Не ограничивая декоративных возможностей сюжета и привольно располагаясь на территории «костюмного фильма», Алан Рикман не пытается скрыть истинный смысл происходящего: сады Версаля – это, разумеется, подобие Эдемского сада. Строители и садовники строят рай. Мастерством и геометрией тут не обойтись: отсвет небесной благодати лежит и на отношениях героев. Режиссер, которого трудно заподозрить в особых симпатиях к монархии или французской аристократии, делает дворец Людовика XIV поистине райским уголком, полным искренней нежности, тепла и любви. Людовик-Солнце просыпается утром оттого, что на царское ложе плюхается шалунишка-дофин; обряд одевания, репетиция тронной речи и демонстрация величественных королевских поз удаются на славу – ворох малолетних принцев и принцесс, сидящих на полу в ночных рубашках, старательно подражает царственному папá, но кто-то из малышей чихает в самый торжественный момент.

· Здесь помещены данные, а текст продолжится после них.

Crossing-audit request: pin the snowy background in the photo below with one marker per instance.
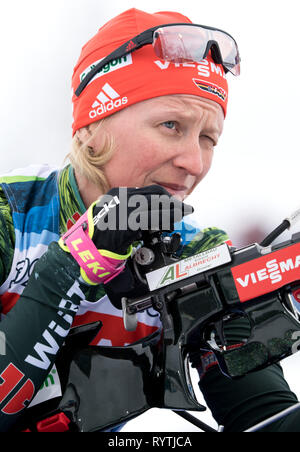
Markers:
(253, 184)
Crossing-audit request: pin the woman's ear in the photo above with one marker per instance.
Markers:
(83, 134)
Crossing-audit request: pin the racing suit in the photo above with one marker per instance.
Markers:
(37, 206)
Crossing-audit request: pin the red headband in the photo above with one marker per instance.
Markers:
(140, 75)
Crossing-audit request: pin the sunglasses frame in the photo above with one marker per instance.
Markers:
(146, 37)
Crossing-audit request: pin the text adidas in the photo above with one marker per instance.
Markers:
(111, 105)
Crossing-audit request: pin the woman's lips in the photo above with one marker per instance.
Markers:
(175, 189)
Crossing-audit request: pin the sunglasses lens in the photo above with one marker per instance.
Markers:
(183, 43)
(179, 44)
(229, 51)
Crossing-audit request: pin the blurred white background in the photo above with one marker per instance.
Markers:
(253, 184)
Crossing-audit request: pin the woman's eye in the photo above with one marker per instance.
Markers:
(209, 140)
(170, 125)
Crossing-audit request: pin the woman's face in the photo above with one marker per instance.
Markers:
(167, 140)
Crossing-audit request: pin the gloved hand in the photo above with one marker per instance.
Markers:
(101, 240)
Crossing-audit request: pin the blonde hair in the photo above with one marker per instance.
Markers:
(88, 161)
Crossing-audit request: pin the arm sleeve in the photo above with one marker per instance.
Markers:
(7, 238)
(34, 330)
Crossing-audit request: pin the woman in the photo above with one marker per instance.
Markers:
(148, 119)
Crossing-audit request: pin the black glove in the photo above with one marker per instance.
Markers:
(122, 214)
(101, 240)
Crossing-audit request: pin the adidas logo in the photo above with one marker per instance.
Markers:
(107, 100)
(130, 46)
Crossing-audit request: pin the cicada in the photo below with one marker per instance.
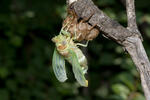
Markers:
(67, 49)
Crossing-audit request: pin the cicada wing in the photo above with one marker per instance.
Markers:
(58, 64)
(77, 70)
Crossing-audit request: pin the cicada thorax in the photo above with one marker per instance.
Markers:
(81, 58)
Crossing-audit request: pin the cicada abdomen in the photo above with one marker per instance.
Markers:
(68, 49)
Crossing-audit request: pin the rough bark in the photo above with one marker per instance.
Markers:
(130, 38)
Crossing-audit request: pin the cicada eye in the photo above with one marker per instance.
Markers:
(61, 47)
(64, 43)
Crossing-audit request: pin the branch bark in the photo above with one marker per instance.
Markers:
(130, 38)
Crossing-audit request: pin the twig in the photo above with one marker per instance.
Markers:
(129, 38)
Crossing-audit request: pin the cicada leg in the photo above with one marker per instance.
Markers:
(83, 45)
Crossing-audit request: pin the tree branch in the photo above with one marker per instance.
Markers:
(132, 26)
(139, 56)
(129, 38)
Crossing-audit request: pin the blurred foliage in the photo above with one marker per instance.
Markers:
(26, 29)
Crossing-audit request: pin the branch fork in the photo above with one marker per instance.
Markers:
(129, 38)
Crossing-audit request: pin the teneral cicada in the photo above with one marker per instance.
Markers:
(66, 49)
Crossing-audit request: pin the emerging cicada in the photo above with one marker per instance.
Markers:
(66, 49)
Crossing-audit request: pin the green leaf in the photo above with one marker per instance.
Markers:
(58, 64)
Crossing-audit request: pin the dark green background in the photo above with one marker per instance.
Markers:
(26, 29)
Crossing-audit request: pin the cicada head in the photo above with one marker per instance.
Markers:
(61, 44)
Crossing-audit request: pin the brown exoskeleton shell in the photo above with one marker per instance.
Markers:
(80, 30)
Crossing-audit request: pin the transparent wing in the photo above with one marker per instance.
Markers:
(58, 64)
(77, 70)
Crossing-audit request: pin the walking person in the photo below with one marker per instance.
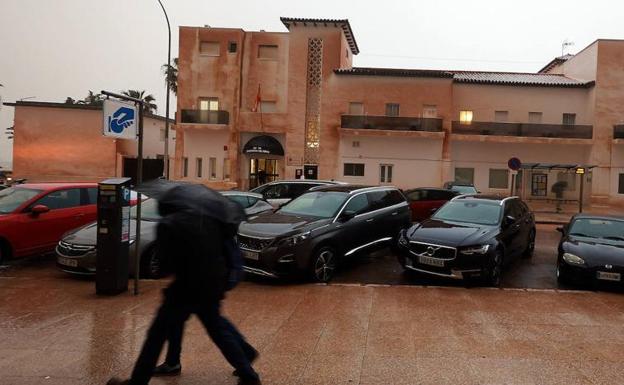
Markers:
(192, 237)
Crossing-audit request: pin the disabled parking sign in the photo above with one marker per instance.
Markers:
(121, 120)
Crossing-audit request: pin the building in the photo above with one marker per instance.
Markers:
(64, 142)
(290, 102)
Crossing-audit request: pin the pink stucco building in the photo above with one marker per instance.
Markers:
(281, 102)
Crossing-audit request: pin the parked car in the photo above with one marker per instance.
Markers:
(470, 236)
(76, 252)
(591, 250)
(34, 216)
(461, 187)
(279, 193)
(425, 201)
(310, 234)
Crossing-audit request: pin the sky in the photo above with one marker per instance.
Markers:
(51, 49)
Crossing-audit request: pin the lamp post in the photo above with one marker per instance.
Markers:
(168, 77)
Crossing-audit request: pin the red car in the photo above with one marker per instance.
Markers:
(34, 216)
(425, 201)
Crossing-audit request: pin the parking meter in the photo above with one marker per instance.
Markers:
(113, 236)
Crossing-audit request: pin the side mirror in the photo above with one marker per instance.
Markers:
(39, 209)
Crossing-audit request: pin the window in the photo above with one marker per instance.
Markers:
(569, 119)
(268, 106)
(356, 108)
(499, 178)
(465, 117)
(209, 104)
(501, 116)
(385, 173)
(267, 52)
(209, 48)
(213, 168)
(62, 199)
(535, 117)
(392, 109)
(353, 169)
(198, 165)
(464, 175)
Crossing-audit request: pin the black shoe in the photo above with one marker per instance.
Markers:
(251, 357)
(167, 370)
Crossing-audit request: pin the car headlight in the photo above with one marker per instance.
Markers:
(476, 250)
(573, 259)
(294, 239)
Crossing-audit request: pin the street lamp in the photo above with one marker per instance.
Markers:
(168, 77)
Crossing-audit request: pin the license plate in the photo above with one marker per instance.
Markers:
(67, 262)
(605, 276)
(430, 261)
(251, 255)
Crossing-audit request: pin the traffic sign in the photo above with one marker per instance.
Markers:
(514, 164)
(121, 120)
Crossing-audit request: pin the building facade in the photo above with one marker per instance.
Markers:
(281, 104)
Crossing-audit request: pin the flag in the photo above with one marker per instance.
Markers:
(257, 102)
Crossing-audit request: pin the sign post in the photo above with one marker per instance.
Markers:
(123, 119)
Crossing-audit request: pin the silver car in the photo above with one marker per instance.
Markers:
(76, 252)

Отеческой заботой монарх окружает и своих придворных – да и как иначе можно относиться к этим милым, эксцентричным, нарядным и забавным большим детям?! В манерах герцога Орлеанского (Стэнли Туччи), Лозена (Руперт Пенри-Джонс), маркизы де Монтеспан (Дженнифер Или) и прочих обитателей Лувра любезность и очарование отделены от дворцового этикета и аристократического высокомерия. Это королевский двор, где нет снобов. И ничто не могло бы произвести такого комического эффекта, как нотки искренней сердечности, которыми убежденный демократ левого толка способен наделить цвет французской аристократии. Алан Рикман не «приукрашивает историческую действительность» – он просто создает идеал. Раз уж пообещал говорить о рае.

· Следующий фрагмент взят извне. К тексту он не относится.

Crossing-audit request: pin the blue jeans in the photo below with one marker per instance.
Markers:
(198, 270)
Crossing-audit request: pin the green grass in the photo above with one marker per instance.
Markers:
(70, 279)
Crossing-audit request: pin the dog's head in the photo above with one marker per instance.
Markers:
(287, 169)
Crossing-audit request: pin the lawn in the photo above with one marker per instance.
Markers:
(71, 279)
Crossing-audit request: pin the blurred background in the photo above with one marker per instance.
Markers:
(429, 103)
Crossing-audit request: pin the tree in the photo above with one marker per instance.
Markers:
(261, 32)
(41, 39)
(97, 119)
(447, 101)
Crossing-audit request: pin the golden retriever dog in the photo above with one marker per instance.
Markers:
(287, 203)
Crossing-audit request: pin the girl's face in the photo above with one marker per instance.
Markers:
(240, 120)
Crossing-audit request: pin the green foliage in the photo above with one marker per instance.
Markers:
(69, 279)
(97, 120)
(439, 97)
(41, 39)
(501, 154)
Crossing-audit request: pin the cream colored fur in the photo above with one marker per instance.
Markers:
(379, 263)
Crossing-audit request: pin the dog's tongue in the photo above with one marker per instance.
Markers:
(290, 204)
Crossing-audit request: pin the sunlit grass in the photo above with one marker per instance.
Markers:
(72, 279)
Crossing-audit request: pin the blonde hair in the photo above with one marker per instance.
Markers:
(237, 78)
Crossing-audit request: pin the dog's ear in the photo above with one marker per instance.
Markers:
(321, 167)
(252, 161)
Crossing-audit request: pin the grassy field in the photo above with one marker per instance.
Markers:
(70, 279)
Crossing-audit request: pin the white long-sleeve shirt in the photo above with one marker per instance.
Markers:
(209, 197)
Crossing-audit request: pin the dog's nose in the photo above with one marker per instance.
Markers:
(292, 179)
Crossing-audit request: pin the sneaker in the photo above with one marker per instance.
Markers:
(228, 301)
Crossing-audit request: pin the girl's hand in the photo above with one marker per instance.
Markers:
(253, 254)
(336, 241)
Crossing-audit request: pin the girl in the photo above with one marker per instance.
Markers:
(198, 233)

собственное королевское величие людовика xiv, каким его играет алан рикман, не нуждается в дополнительных эффектах
Собственное королевское величие Людовика XIV, каким его играет Алан Рикман, не нуждается в дополнительных эффектах. Монарх может себе позволить быть безыскусным, более того – если абсолютной монархии не хватает чего-то для полного счастья, то это именно простоты и безмятежности. Людовик снимает парик и идет в маленький грушевый садик, дабы насладиться летним покоем и в тишине предаться печали по недавно скончавшейся королеве. Неугомонная мадам де Барра вторгается в сад, не узнает короля в тихом седом человеке, отдыхающем на скамеечке, и обращается к нему, как к здешнему садовнику, известному грушеведу. Алан Рикман, в своей режиссерской щедрости давший возможность актрисе неизменно сохранять спокойное достоинство и быть привлекательной, не кокетничая, не обделил и самого себя в качестве актера. Сцена в саду – его маленький шедевр. Король потрясен обращением к нему дамы, он даже слегка испуган немыслимым происшествием, но не подает вида. Шок проходит, и Людовик хватается за малейшую возможность хотя бы на минуту побыть кем-то другим. «Да, я месье такой-то», – медленно произносит он, стараясь не дышать, чтобы не вспугнуть удачу, и несмело светится, преображенный новой ролью. Между двумя садовниками начинается доверительная беседа, и, хотя Людовика хватает всего на две минуты (король плохо держит чужой образ), он просит мадам де Барра оставить эту роль за ним. И вот уже Людовик-Солнце, вызвавшись помочь по хозяйству, торжественно выступает, неся перед собой два цветочных горшка, изо всех сил стараясь представить себе, как ходят эти самые садовники. Вся эта буря чувств и внутренних метаморфоз сыграна Рикманом так подробно, так элегантно (экономия средств выразительности просто образцовая) и с таким неотразимым комизмом, что вновь приходится вспоминать режиссерские замечания Энга Ли: «Алан, играй тоньше, делай больше». В том-то и дело, что тоньше невозможно.